The scope of these original standards has since been expanded to include the other components of mine action and to reflect changes to operational procedures, practices and norms. The standards were re-developed and renamed as International Mine Action Standards (IMAS).

The United Nations has a general responsibility for enabling and encouraging the effective management of mine action programmes, including the development and maintenance of standards. UNMAS, therefore, is the office within the United Nations responsible for the development and maintenance of IMAS. IMAS are produced with the assistance of the Geneva International Centre for Humanitarian Demining.

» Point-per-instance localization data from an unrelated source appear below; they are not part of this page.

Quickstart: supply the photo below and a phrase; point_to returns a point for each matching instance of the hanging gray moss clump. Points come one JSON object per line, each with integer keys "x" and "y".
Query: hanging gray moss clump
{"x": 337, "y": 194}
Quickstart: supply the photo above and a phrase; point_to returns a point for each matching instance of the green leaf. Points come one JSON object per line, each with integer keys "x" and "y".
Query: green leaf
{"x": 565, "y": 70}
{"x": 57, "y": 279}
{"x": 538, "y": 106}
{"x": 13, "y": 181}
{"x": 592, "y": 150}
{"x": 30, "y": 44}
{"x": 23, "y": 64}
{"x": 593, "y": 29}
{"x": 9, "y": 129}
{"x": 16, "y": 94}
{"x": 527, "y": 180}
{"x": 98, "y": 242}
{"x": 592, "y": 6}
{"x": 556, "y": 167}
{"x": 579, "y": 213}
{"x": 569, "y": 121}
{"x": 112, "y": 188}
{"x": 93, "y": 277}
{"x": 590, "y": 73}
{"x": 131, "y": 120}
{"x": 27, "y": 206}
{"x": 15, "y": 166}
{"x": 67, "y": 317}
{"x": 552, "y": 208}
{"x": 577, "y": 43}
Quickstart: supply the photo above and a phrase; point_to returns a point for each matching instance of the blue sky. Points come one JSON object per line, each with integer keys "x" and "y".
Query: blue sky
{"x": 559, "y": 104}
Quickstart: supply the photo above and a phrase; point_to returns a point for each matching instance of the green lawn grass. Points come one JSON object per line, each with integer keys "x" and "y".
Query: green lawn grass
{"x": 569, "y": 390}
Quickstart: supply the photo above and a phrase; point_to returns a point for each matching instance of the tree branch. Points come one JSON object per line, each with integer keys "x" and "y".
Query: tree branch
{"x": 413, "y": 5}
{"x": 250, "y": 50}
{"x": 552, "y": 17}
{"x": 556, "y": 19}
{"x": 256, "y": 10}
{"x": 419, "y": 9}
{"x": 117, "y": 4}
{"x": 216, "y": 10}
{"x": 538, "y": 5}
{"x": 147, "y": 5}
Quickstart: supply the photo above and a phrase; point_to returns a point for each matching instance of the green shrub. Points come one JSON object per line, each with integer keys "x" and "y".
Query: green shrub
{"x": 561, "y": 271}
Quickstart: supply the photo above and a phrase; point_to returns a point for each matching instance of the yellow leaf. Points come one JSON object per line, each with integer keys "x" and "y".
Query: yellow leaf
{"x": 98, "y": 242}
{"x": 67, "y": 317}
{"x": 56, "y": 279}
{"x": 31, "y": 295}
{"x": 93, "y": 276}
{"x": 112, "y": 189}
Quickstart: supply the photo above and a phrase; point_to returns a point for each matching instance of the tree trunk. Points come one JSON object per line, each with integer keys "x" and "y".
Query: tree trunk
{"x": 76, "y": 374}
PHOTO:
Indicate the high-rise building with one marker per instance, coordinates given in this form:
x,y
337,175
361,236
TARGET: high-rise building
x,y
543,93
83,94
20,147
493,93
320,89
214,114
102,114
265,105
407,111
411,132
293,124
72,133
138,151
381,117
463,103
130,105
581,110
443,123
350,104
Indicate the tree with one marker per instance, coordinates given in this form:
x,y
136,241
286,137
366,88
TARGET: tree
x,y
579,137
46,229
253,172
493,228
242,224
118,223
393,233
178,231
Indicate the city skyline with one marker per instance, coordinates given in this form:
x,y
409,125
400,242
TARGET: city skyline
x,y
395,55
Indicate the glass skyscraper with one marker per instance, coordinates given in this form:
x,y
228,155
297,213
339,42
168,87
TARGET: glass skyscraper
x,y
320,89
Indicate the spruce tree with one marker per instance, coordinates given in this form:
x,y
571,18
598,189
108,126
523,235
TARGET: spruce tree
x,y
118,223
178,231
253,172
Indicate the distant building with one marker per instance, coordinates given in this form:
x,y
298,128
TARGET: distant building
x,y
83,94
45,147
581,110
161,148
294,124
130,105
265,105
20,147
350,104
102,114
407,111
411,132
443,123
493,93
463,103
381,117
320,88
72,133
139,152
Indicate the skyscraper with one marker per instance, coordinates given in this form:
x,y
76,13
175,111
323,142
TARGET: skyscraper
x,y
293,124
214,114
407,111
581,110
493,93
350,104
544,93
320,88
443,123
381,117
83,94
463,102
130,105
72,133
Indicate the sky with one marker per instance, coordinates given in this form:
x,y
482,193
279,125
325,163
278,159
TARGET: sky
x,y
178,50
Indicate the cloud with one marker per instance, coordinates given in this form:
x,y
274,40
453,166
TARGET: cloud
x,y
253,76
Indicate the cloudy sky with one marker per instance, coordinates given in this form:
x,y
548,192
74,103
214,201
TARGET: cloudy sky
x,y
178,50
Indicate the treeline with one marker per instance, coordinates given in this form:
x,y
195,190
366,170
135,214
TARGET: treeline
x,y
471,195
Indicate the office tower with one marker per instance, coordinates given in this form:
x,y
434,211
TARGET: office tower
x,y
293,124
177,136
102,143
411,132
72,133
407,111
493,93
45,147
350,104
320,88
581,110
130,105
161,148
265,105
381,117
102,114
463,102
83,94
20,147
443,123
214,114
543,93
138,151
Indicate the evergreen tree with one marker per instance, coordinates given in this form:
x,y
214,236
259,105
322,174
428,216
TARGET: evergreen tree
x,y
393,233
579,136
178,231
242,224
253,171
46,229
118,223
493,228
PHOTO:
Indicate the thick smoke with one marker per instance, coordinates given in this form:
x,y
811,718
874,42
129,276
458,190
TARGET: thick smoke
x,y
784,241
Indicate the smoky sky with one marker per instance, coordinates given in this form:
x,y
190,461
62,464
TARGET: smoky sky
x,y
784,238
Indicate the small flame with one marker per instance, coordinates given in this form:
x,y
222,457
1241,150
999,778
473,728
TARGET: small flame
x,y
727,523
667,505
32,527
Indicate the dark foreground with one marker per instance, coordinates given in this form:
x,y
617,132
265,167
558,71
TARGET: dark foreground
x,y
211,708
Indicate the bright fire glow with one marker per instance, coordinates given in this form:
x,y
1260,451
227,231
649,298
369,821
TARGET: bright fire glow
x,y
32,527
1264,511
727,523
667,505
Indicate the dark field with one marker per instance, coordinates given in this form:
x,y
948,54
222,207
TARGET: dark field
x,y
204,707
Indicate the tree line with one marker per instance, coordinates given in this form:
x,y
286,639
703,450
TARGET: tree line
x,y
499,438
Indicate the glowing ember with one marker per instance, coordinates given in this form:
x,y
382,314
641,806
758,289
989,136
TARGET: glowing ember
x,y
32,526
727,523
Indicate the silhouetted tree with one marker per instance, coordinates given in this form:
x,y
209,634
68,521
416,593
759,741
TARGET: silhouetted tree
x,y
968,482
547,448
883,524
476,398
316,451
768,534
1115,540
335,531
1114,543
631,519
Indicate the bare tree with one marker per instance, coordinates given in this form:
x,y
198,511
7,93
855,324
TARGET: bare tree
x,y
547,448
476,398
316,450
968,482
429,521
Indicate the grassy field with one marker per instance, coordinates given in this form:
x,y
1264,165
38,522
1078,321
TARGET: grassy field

The work of preparing, reviewing and revising IMAS is conducted by technical committees, with the support of international, governmental and non-governmental organisations. The latest version of each standard, together with information on the work of the technical committees, can be found at www.mineactionstandards.org. Individual IMAS are reviewed at least every three years to reflect developing mine action norms and practices and to incorporate changes to international regulations and requirements.

Introduction

It is now acknowledged that in almost all post-conflict environments, and in many developing countries, a physical risk exists to individuals and communities from the presence of abandoned, damaged or inappropriately stored and managed stockpiles of ammunition and explosives. Additionally, large quantities of ammunition still exist in the many countries in Eastern Europe and Africa that are surplus to requirement and contain components that are well beyond the safe storage life.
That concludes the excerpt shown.